Para falar a verdade, o único modo de os amores humanos não descambarem para a idolatria é estando constantemente permeados pelo sobrenatural; a única forma de ordenarmos nossos afetos da forma devida é colocando-os sempre diante da Cruz de Cristo; a única maneira de amarmos retamente as pessoas neste mundo é procurando amar a Deus de todo o coração, com toda a nossa alma e com todo o nosso entendimento (cf. Dt 6, 5; Lc 10, 27).  

Do contrário, assim como com qualquer coisa deste mundo, ficaremos sempre insatisfeitos e “saturados” de algum modo, porque nossa alma foi criada para um outro tipo de amizade, a amizade com Deus, fora da qual todas as nossas amizades não passam de “parcerias”, “coleguismos”, destinadas ao mesmo fim das coisas materiais: o túmulo. É por isso que Santa Catarina de Sena aconselhava: “Se quiserdes que uma amizade dure, se quiserdes beber por muito tempo neste copo, deixai que ele se encha sempre na fonte de água viva; de outro modo, não podereis mais saciar vossa sede” [7]. 

Aqui mora o cuidado, também, de não deixarmos as boas amizades que temos se perderem por falta de referência a Cristo, nosso Amigo primeiro e fundamental, com “a” maiúsculo. Assim como na vida de perfeição, não basta que deixemos de lado as más companhias, que nos levam para o pecado; é preciso que transformemos o convívio com nossos amigos de fé em um desejo comum cada vez mais intenso pelas coisas celestes, em uma doação mútua cada vez mais generosa de bens espirituais… E isso exige esforço, luta constante e sabe-se lá quantas “doses” (tantas vezes dolorosas) de correção fraterna!

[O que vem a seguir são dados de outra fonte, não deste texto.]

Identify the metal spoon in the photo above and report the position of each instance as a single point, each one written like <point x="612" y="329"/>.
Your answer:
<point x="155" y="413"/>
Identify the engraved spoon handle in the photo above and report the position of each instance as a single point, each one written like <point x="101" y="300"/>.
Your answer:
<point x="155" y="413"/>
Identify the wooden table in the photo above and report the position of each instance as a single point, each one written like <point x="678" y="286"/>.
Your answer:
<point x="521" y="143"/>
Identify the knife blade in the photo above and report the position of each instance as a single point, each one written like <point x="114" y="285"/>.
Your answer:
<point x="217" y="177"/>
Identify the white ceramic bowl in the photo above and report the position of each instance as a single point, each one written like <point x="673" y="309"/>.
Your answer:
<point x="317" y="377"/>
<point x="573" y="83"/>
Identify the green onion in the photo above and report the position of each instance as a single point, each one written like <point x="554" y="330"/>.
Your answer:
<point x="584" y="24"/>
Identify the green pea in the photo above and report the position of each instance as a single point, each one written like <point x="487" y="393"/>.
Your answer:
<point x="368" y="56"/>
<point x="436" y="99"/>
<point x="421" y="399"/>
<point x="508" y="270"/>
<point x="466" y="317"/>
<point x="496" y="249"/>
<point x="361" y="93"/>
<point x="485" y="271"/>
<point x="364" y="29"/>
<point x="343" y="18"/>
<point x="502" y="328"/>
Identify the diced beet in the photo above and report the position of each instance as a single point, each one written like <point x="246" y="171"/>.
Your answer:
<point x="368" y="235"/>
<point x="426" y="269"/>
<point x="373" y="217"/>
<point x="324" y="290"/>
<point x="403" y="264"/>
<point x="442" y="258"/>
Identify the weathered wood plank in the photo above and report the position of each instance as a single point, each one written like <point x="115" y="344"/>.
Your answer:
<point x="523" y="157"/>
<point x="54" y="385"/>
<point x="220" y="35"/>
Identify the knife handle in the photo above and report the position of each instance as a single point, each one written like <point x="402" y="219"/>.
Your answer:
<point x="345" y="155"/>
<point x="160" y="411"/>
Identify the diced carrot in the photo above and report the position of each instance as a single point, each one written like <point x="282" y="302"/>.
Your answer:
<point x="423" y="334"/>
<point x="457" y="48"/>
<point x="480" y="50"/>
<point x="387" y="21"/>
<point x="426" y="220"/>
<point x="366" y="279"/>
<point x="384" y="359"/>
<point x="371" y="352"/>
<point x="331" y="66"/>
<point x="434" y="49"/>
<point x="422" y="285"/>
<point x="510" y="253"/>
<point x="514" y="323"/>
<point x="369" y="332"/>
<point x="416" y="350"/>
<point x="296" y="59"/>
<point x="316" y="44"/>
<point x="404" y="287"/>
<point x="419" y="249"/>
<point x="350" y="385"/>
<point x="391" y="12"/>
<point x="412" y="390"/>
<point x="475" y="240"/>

O importante é não nos esquecermos da miséria de nossa condição e da meta para a qual caminhamos. Estamos numa peregrinação difícil, é verdade, a montanha íngreme que queremos subir tantas vezes se agiganta à nossa frente e parece impossível subir… Mas, se temos bons companheiros para nos ajudar nessa jornada, que nos encorajam a seguir adiante, que não nos deixam desanimar quando tudo já parece estar perdido, que não nos deixam voltar atrás quando teimamos em confiar menos na graça que em nossas próprias debilidades, então temos o próprio Deus, visível, encarnado, caminhando conosco

Pois também Ele não desiste de nós; o que Ele mais quer é a nossa salvação eterna; e é Ele quem, em sua providência, nos presenteia com boas amizades:

Do ponto de vista de Deus, [...] nunca é por acaso que duas almas imortais se encontram, quer se encontrem ambas em estado de graça, quer só uma tenha a vida divina e possa por sua orações, sua atitude e seu exemplo levar a outra a retomar o caminho reto da eternidade. Não foi por acaso que José foi vendido por seus irmãos aos mercadores ismaelitas; Deus tinha decidido desde toda a eternidade que eles passariam ali a tal hora, nem mais cedo, nem mais tarde. Não foi por acaso que Jesus encontrou Madalena, ou Zaqueu, ou que o centurião romano se encontrava no Calvário [8].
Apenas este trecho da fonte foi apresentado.